What do I mean by that? For example, each weekend now I spend time taking my parents out for meals. And as much as eating is a mundane affair that we can go through as a functional necessity. But sharing meals with my parents are important to me. Sharing time with the couple that birthed me and brought me up. It is not a national event or a great scientific discovery, but each moment of sharing a meal is the definition of being human. It is a true sacred exchange between one generation and another.

I think that accepting the temporary nature of life, one begins to truly understand the meaning of 'Yesterday is but a dream, tomorrow is in the imagination, we have only the present'. When we stop living in the past or keep looking for a future happiness, we can concentrate on now. Each breath we take, each sip of coffee and each conversation we have becomes a true experience. And it is transitory. We cannot cling on to the memory of a love or live for a future love. In the midst of now, we simply are, and that is wonderful in itself.

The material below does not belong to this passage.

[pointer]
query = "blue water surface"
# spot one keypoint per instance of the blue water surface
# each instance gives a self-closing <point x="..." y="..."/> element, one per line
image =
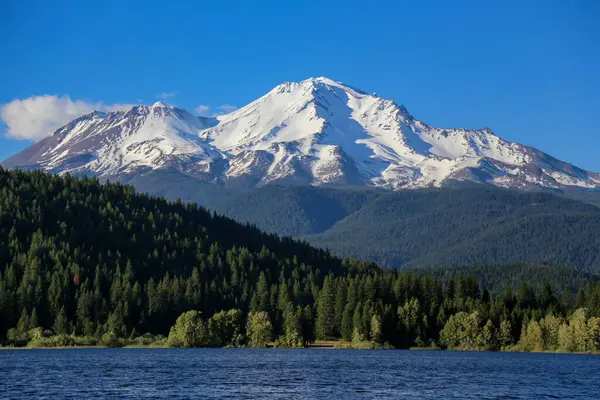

And then I realize also that throwing myself at various projects was an act of blind panic. And while it can help me forget for a moment mortality, it does not help deal with the underlying fear. I have to stop the emotional hysteria and simply accept what life is. I have actually started on awareness meditation daily, but I am not the type of person to give my whole life over to meditation. At least not the type of meditation where I simply sit the whole day in meditation. But I have decided to live my life more deliberately and being more aware as I undertake my photographic projects and daily routines. I also begin to understand that it is not about my projects gaining validation by winning awards or be lauded by critics, it is about taking photographs that are meaningful to me, that increase my awareness of the world and my place in it. And I believe that living my life with focused awareness will make me more alive and give meaning to what I do. In some ways I am paraphrasing 'The Power of Now' by Eckhart Tolle. But it is only by being confronted with death and accepting the nature of life, then does living in now make sense to me. As long as one has the means to live, then fame, status and huge fortunes are ultimately meaningless.

I believe that life is temporary and that it will end. People have died before me and people will die after I have died. And all that is okay! It is good to simply live each moment, experience it for what it is and then let it go. All moments, good or bad, will pass. And now I am more accepting of all of my life, including its ultimate end. And I respect each moment of my life more than I used to.